Deceit. She tore her eyes off the hated Animagus, searching the chaos that whirled around them, and saw it, the green glow of a wand just outside her husband's vision.
"Sirius!" she shouted and tried to shove him out of the way, but he was too strong and too intent on Wormtail to be moved. Her counterspell came too late. Pain stabbed her hard in the chest, the ache resonating in her torso. It felt as if her heart had stopped beating, though she could still feel it pounding its panicked drumbeat.

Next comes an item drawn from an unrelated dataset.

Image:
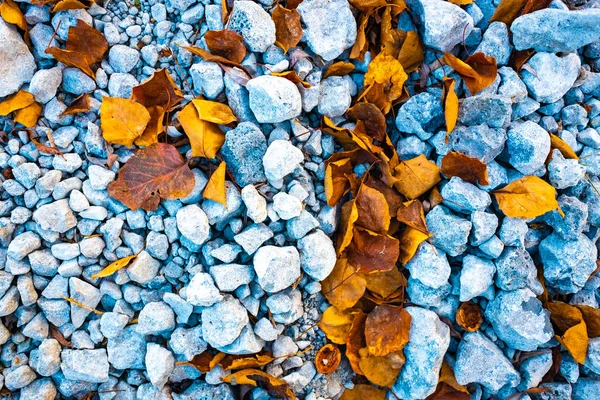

The pain spiked again when saw Sirius swaying on his feet, glassy-eyed and slack-jawed.
Desperately she held tight to him, her knuckles going white as she twisted her fingers into the leather of his jacket, trying to keep him standing, as if that was the only requirement for life, but his weight proved too much. He slipped from her fingers. As he fell, her rings, spellbound and impossible to remove, slipped easily over her knuckle and drop to the ground with him.
'Till death do you part.'
A/N: I've done all I can, but still feel as if this chapter could have been better. I think it's how quickly Harry wakes from death. In the books it seems to take forever because it's from Harry's perspective, but from the outside it can't have taken very long between the curse and him waking. Agree? Disagree?